Ministry of Foreign Affairs / Foreign Intelligence Service (SIE)

The first new secret service to be built on the ruins of the old regime was the Foreign Intelligence Service, set up on 18 January 1990 under the command of Major General Mihai Caraman, a former deputy-director, from 1972 to 1978, of the Foreign Counter-intelligence Service. He was later replaced in April 1992 by Ioan Talpes, a former adviser to President Iliescu. Also includes;

Ministry of National Defence

Special Telecommunications Service

Counter-intelligence Directorate

Intelligence Directorate of the Army

Ministry of Internal Affairs/Intelligence Directorate

Directorate for Military Intelligence/(Directia de Informatii a Armatei--DIA)

Ministry of Justice

General Police Inspectorate

Operative Surveillance and Intelligence Directorate

General Directorate of Penitentiaries (DGP)

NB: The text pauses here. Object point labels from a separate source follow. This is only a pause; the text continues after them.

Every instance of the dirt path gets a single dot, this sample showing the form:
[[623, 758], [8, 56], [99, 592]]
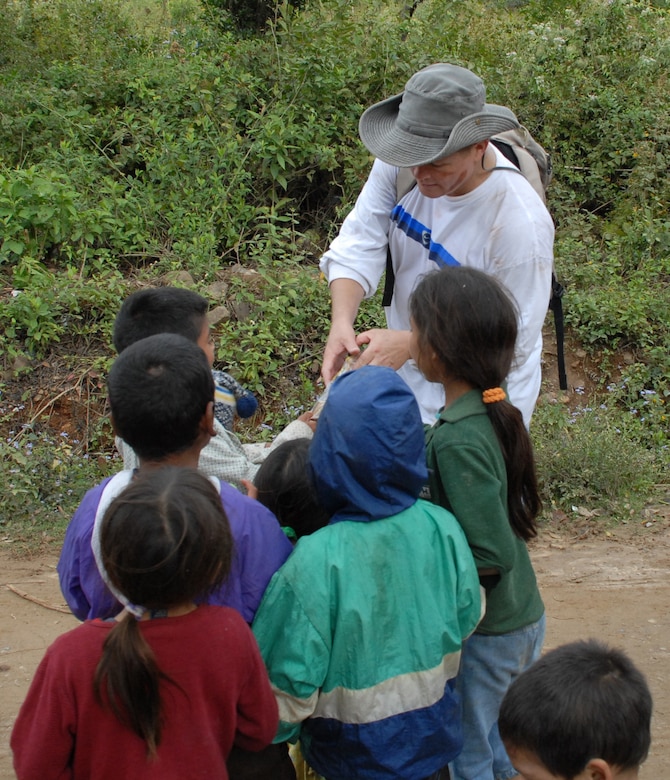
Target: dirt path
[[614, 587]]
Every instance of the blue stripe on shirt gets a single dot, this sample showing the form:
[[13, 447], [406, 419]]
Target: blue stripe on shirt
[[422, 234], [411, 744]]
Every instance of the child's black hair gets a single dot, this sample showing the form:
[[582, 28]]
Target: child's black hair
[[159, 389], [581, 701], [469, 321], [159, 310], [286, 489], [165, 541]]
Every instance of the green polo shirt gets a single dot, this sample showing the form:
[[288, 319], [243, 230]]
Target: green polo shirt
[[467, 476]]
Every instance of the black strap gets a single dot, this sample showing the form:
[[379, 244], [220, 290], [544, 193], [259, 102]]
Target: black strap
[[556, 305], [389, 282]]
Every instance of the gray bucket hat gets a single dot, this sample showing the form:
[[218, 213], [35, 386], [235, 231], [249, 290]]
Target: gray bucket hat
[[443, 109]]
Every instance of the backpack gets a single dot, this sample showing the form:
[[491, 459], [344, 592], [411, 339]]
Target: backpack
[[533, 162]]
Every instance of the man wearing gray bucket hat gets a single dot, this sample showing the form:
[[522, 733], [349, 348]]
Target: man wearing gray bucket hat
[[467, 208]]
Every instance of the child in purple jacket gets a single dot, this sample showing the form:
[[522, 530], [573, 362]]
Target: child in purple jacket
[[161, 395]]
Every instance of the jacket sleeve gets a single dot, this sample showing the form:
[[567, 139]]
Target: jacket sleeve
[[257, 714], [469, 487], [43, 737], [261, 547], [81, 584], [359, 250], [296, 655]]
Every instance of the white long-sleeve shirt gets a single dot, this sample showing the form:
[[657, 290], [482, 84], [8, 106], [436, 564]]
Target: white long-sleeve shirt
[[501, 227]]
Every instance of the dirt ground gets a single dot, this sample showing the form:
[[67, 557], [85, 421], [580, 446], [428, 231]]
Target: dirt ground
[[613, 586], [609, 584]]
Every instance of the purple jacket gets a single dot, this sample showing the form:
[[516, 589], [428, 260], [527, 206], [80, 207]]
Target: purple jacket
[[260, 549]]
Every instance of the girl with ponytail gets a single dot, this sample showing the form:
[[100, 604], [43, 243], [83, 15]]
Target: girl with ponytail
[[481, 468], [166, 688]]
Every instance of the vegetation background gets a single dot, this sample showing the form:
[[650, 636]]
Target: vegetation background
[[215, 146]]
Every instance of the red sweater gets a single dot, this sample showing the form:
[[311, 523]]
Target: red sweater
[[222, 695]]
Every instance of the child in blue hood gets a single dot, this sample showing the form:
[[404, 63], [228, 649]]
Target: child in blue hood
[[361, 629]]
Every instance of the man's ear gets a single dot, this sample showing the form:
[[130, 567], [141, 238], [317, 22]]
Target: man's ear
[[207, 421], [597, 769]]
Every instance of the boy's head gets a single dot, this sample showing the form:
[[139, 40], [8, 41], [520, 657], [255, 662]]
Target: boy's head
[[163, 310], [582, 712], [367, 458], [161, 394], [284, 485]]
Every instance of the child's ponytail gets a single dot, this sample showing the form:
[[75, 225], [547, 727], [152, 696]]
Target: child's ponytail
[[165, 543], [470, 323], [523, 499], [127, 680]]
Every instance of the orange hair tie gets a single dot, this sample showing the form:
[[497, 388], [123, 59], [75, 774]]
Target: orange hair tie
[[493, 395]]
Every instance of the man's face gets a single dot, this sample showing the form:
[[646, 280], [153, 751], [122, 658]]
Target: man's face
[[457, 174]]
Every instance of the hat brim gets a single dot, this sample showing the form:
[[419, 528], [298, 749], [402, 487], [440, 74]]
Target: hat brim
[[379, 131]]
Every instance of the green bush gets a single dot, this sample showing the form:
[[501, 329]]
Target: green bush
[[129, 150], [589, 457]]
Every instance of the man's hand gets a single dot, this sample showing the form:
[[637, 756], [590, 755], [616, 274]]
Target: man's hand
[[341, 342], [346, 296], [384, 348], [306, 417]]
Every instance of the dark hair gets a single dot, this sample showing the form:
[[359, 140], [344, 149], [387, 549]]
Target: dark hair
[[470, 322], [582, 700], [159, 389], [165, 540], [285, 487], [159, 310]]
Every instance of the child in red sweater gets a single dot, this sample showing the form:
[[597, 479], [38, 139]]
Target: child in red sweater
[[165, 689]]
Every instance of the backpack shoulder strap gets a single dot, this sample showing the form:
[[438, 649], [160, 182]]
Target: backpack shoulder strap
[[404, 183]]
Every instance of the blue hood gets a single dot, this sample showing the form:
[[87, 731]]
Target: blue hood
[[367, 456]]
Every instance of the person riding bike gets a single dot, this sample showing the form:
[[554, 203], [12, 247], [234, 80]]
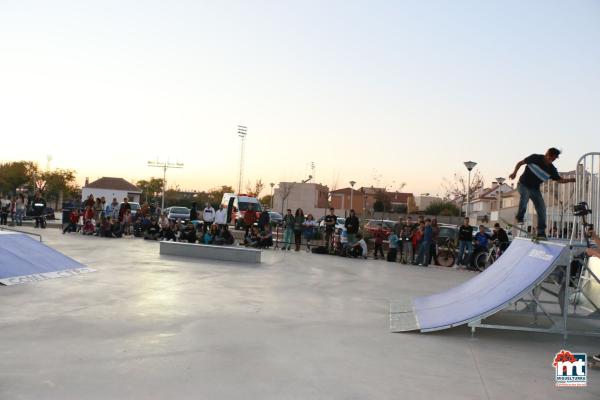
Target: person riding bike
[[501, 236]]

Independent Operative Service (SIO)

The Independent Operative Service (SIO) which functions within the General Directorate of Penitentiaries (DGP), is special intelligence unit of the Justice Ministry. Although very little was known about this relatively new secret service, it has been revealed that IOS, headed by Major General Ioan Chis, is in charge of gathering information regarding delinquency and organised crime within Romania's prison system, as well as of protecting state secrets within the DGP.